Identifying Good Candidates for CAR T-cell Therapy
While it isn’t a first-line treatment, CAR T-cell therapy adds to our cancer-fighting arsenal, providing a new treatment option for children with disease that persists despite traditional chemotherapy as well as for those who experience too many side effects from their chemotherapy. It can also serve as a bridge therapy to get patients into remission so that they can receive a BMT. Pediatric and young adult patients who meet the following criteria can be considered for CAR T-cell therapy:
- Disease refractory to frontline chemotherapy treatment (primary refractory)
- Relapsed disease and cannot achieve remission (chemorefractory)
- Second or subsequent disease relapse following complete remission or stem cell therapy
With CAR T-cell therapy, there are many factors to consider. Early referral of patients who may benefit or who may need a stem-cell transplant allows us to formulate the best, personalized treatment plans and prepare for whatever they may require.
Potential Side Effects
CAR T-cell therapy is easier on the organs than traditional cancer therapies, but it can cause acute toxicities, especially in the initial two to four weeks after treatment. That said, as our experience grows with this therapy, it has become safer and is generally well-tolerated. One of the side effects that has drawn the most attention and concern is cytokine release syndrome (CRS), an acute systemic inflammatory response. It results from a large number of white blood cells activating and releasing inflammatory cytokines, which in turn, activate even more white blood cells. Fortunately, we now have medications such as tocilizumab that can block CRS without hindering the effectiveness of the CAR T cells. Additional CAR T-cell therapy side effects include blood pressure fluctuations, confusion and sleepiness. Some patients may also require oxygen. In general, the more disease a patient has, the more likely they are to experience side effects after their CAR T-cell treatment.

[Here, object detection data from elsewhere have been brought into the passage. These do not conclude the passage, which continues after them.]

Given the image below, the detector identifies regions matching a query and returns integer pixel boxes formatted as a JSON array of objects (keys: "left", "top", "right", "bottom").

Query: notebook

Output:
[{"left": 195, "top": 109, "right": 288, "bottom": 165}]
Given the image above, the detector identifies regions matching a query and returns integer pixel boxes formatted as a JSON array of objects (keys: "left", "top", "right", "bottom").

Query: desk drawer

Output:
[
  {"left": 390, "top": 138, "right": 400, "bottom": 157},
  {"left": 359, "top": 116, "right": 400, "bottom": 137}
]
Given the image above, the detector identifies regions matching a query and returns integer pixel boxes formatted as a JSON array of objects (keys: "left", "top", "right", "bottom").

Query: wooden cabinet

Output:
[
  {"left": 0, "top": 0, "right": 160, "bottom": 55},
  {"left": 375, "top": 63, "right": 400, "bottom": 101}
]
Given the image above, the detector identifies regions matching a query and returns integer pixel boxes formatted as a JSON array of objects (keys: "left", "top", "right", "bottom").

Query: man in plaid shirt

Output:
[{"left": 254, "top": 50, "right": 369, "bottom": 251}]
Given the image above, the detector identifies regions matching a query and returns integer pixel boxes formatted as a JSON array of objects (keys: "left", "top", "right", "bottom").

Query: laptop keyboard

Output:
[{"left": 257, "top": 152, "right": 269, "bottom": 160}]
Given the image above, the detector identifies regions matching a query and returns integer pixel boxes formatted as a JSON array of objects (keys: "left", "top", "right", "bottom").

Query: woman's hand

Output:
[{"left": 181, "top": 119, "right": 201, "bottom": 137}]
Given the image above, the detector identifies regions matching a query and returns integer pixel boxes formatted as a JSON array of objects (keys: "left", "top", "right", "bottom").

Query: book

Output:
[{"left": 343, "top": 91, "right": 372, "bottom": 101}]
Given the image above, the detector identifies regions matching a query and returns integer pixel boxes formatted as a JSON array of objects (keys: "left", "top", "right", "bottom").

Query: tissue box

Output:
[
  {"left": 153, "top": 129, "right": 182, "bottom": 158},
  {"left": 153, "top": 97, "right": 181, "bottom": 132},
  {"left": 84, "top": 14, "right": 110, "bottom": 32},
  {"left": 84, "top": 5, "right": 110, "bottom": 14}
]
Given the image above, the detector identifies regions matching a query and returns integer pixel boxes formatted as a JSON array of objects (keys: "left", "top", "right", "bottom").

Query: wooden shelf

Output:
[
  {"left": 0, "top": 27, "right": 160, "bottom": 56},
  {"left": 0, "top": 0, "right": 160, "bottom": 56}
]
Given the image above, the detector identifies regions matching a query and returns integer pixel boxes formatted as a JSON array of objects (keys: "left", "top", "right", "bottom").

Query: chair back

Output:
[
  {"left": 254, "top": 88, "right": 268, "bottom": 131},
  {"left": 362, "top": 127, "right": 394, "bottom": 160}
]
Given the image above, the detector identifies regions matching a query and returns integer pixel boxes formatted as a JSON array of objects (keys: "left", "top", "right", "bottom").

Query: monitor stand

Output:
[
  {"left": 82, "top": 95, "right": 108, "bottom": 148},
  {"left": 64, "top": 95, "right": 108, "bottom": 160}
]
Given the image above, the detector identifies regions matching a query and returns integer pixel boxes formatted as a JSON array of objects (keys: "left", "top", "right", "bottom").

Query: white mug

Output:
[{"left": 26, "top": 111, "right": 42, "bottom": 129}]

As clinicians, we are continuing to hone the use of CAR T-cell therapy so that we can optimize its use and efficacy. Ongoing research is exploring the following questions:
- Who is the right patient and when is the best time to use CAR T-cells? Researchers are exploring how to maximize the treatment’s effectiveness and increase 5-year survival rates.
- Who needs more therapy? There are ongoing clinical trials to determine how long these cells need to persist in the body. In addition, a recent Phase I trial demonstrated that alloHSCT after Car T-cell therapy can mediate durable disease control in a significant number of children and young adults with relapsed or refractory B-ALL.

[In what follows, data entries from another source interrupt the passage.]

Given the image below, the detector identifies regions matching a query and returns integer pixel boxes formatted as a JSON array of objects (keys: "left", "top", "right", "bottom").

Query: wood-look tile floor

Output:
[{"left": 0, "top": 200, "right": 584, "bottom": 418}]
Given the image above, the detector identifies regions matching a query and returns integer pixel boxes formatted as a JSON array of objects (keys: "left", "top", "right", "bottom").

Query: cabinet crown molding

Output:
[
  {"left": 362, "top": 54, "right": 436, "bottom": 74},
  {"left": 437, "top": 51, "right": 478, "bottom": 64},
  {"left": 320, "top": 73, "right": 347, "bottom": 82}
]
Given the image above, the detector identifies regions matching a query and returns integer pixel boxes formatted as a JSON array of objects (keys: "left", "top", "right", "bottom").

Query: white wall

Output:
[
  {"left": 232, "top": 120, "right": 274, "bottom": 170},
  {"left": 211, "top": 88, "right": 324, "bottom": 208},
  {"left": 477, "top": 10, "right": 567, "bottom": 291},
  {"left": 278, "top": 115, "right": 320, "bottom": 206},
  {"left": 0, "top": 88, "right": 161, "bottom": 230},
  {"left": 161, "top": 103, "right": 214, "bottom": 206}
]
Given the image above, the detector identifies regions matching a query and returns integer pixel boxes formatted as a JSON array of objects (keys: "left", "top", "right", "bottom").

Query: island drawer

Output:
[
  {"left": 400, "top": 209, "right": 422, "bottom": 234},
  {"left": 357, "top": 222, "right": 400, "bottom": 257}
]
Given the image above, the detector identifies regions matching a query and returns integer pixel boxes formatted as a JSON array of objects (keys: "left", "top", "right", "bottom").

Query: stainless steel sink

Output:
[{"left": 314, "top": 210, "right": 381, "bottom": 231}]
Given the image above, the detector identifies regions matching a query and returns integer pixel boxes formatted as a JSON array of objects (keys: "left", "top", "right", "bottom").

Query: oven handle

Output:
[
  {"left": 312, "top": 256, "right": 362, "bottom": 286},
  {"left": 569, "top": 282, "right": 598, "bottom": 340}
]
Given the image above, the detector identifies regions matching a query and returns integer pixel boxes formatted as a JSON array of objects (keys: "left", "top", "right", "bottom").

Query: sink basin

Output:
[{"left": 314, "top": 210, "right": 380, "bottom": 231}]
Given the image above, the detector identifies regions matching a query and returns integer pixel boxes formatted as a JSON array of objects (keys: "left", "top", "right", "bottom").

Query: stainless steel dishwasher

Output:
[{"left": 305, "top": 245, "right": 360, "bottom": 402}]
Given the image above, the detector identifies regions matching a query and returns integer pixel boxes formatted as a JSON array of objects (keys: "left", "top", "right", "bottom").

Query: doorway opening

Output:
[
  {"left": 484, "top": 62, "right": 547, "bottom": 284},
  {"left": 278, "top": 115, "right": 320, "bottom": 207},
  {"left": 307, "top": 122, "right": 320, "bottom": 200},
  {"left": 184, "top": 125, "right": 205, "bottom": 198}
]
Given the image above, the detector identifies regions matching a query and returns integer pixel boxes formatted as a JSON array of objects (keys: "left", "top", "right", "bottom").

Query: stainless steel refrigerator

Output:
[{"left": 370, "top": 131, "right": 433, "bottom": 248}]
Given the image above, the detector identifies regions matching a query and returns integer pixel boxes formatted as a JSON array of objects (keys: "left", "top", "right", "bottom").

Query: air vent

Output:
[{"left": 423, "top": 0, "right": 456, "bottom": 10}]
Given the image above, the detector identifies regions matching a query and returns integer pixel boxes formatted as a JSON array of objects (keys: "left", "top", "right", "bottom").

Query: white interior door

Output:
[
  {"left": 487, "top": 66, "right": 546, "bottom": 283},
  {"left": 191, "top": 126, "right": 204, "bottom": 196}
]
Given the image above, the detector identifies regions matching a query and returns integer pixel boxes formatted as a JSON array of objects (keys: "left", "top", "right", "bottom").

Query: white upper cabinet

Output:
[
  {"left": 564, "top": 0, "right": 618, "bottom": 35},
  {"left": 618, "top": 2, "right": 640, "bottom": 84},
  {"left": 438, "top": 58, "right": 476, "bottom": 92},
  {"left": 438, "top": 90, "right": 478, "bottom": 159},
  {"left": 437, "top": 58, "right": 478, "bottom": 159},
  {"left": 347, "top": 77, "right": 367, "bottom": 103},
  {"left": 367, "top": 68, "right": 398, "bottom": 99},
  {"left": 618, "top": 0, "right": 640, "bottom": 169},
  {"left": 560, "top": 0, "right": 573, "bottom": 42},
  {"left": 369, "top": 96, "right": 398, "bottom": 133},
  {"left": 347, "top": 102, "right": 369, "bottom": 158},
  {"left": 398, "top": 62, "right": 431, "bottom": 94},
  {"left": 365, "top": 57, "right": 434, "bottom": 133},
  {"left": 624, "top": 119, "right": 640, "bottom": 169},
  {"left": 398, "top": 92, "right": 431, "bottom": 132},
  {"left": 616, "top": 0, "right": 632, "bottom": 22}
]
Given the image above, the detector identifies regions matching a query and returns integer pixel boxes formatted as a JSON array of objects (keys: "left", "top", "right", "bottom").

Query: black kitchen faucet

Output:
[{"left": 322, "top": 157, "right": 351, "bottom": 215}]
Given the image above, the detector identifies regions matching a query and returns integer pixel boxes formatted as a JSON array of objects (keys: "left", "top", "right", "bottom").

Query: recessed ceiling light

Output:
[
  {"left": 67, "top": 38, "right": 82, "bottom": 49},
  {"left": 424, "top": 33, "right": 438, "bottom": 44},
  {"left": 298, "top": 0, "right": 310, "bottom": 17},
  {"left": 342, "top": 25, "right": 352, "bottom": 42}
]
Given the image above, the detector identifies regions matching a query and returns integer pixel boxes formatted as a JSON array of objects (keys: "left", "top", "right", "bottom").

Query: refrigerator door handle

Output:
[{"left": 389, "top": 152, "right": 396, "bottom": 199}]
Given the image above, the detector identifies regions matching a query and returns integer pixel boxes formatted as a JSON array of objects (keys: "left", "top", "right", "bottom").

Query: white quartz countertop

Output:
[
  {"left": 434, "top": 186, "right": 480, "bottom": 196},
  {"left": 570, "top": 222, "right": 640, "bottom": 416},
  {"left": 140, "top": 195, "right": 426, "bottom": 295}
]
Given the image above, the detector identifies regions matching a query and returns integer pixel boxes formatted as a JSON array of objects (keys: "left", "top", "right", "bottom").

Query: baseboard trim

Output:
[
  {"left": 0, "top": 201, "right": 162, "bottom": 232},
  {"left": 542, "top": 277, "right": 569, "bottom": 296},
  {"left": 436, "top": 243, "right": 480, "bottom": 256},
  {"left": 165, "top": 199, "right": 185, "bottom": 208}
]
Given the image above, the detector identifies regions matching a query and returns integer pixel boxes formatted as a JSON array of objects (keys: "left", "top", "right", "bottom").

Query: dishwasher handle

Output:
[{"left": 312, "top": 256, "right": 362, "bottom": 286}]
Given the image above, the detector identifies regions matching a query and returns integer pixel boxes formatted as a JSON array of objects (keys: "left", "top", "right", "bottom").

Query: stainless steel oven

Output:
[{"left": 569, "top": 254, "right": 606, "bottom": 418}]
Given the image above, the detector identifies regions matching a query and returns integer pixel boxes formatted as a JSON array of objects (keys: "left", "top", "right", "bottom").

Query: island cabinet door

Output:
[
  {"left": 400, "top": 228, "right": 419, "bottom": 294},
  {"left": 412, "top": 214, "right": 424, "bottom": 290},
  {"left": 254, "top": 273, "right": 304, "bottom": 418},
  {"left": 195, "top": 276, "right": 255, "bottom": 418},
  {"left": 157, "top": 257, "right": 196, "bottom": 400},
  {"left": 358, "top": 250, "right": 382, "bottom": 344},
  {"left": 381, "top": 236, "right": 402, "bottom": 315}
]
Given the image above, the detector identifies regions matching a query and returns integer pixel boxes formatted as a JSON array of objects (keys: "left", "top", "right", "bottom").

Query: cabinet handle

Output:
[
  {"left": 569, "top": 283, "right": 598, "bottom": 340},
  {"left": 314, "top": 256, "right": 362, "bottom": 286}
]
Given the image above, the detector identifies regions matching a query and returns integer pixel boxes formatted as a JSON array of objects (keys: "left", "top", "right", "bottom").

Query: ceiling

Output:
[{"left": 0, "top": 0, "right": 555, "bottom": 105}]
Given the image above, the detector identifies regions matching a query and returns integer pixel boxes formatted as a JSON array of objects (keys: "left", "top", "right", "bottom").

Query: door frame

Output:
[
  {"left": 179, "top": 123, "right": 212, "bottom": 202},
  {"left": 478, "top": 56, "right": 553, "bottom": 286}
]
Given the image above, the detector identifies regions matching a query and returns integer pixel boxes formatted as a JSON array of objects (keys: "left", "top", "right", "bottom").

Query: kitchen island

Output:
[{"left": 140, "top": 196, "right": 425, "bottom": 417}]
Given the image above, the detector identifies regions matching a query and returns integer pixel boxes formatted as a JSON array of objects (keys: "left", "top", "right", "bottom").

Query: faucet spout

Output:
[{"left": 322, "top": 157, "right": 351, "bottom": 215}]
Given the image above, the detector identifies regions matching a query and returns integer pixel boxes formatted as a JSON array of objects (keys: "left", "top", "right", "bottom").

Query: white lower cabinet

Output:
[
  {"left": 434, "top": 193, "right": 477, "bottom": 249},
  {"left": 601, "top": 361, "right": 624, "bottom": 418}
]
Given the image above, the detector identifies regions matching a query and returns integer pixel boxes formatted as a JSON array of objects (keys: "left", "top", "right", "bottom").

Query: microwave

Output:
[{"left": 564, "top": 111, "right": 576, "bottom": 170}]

- Who else could benefit? Additional studies are examining the potential use of CAR T-cell therapy for other types of cancer, including acute myeloid leukemia (AML) as well as solid tumors.

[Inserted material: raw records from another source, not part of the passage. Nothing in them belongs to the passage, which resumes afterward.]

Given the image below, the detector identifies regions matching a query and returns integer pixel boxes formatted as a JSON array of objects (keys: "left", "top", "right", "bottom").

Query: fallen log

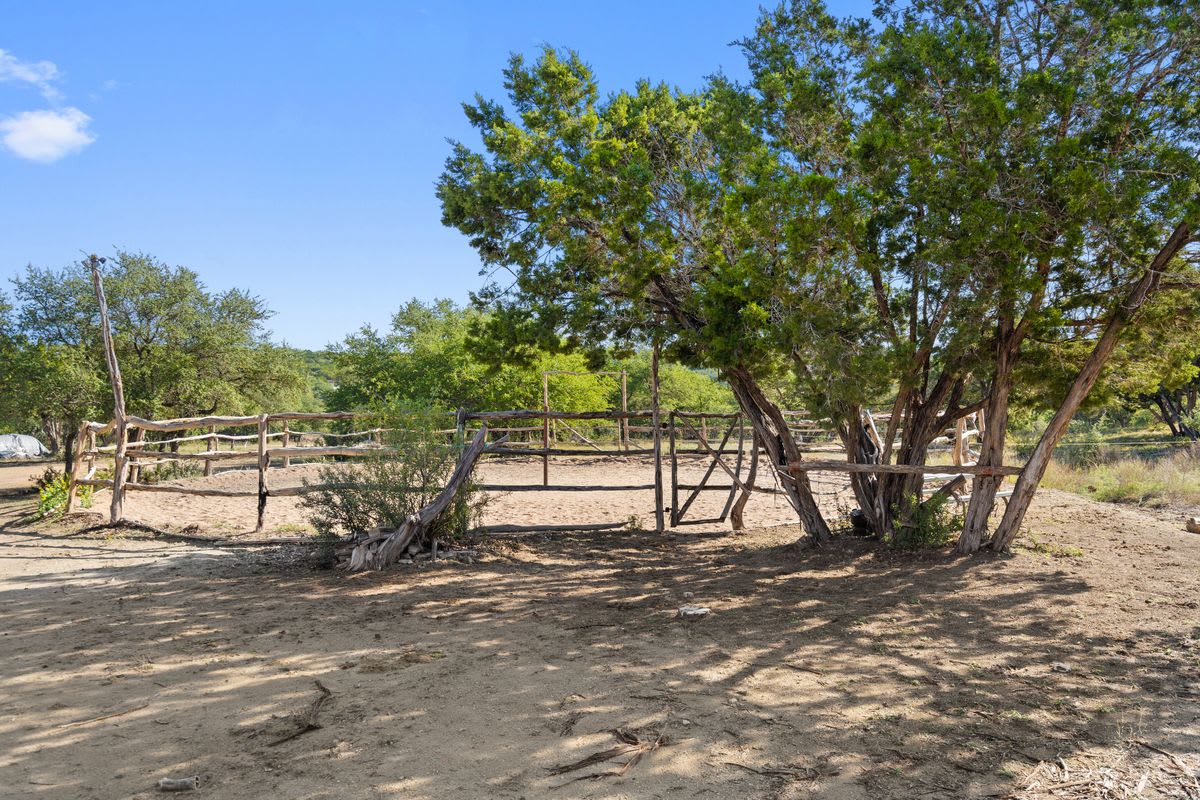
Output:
[{"left": 346, "top": 425, "right": 487, "bottom": 572}]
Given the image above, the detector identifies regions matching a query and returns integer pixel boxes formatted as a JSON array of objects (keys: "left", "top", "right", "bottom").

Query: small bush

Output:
[
  {"left": 139, "top": 461, "right": 204, "bottom": 483},
  {"left": 890, "top": 495, "right": 962, "bottom": 549},
  {"left": 302, "top": 411, "right": 484, "bottom": 558},
  {"left": 34, "top": 467, "right": 92, "bottom": 519}
]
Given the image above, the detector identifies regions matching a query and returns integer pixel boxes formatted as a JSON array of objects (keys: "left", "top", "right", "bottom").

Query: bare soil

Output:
[{"left": 0, "top": 464, "right": 1200, "bottom": 800}]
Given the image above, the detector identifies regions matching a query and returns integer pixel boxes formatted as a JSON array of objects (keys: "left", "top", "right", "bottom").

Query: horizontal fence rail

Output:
[{"left": 71, "top": 408, "right": 1003, "bottom": 531}]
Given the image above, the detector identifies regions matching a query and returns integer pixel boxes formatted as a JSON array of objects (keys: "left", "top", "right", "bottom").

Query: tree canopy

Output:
[
  {"left": 438, "top": 0, "right": 1200, "bottom": 551},
  {"left": 0, "top": 252, "right": 307, "bottom": 444}
]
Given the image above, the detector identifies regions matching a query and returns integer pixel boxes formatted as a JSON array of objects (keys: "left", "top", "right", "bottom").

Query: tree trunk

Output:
[
  {"left": 726, "top": 367, "right": 830, "bottom": 545},
  {"left": 958, "top": 328, "right": 1019, "bottom": 553},
  {"left": 989, "top": 222, "right": 1192, "bottom": 551}
]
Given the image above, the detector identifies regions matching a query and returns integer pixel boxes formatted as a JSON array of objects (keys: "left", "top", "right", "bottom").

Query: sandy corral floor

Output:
[
  {"left": 119, "top": 456, "right": 850, "bottom": 535},
  {"left": 0, "top": 464, "right": 1200, "bottom": 800}
]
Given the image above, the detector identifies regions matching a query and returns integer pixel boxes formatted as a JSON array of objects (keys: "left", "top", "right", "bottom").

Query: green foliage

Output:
[
  {"left": 302, "top": 407, "right": 485, "bottom": 545},
  {"left": 34, "top": 467, "right": 94, "bottom": 519},
  {"left": 889, "top": 495, "right": 962, "bottom": 549},
  {"left": 0, "top": 252, "right": 304, "bottom": 445},
  {"left": 139, "top": 461, "right": 204, "bottom": 483},
  {"left": 326, "top": 300, "right": 732, "bottom": 411},
  {"left": 610, "top": 350, "right": 737, "bottom": 411}
]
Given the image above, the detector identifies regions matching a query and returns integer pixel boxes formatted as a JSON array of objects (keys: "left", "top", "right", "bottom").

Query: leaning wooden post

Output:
[
  {"left": 282, "top": 420, "right": 292, "bottom": 469},
  {"left": 204, "top": 425, "right": 217, "bottom": 477},
  {"left": 667, "top": 409, "right": 679, "bottom": 528},
  {"left": 254, "top": 414, "right": 271, "bottom": 534},
  {"left": 541, "top": 372, "right": 550, "bottom": 486},
  {"left": 88, "top": 255, "right": 128, "bottom": 525},
  {"left": 650, "top": 339, "right": 664, "bottom": 534},
  {"left": 979, "top": 221, "right": 1193, "bottom": 551},
  {"left": 130, "top": 428, "right": 146, "bottom": 483},
  {"left": 62, "top": 422, "right": 88, "bottom": 513}
]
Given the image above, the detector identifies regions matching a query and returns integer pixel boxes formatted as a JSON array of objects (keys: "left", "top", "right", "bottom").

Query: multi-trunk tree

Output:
[
  {"left": 0, "top": 253, "right": 306, "bottom": 450},
  {"left": 439, "top": 0, "right": 1200, "bottom": 552}
]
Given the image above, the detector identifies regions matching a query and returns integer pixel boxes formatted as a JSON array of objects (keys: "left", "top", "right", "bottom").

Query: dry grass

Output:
[{"left": 1042, "top": 452, "right": 1200, "bottom": 506}]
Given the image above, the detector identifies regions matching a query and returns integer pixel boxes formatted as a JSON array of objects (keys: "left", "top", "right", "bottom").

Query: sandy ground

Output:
[
  {"left": 0, "top": 465, "right": 1200, "bottom": 800},
  {"left": 117, "top": 456, "right": 848, "bottom": 535}
]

This is an exciting time to work in the field of pediatric cellular therapy. New technologies and medical innovations like CAR T-cell therapy are opening doors to treatment that were once closed. We are curing patients previously incurable and with less toxicity. Most importantly, they are saving lives and offering new hope for patients like Karthi who may someday discover his own medical breakthrough or cure.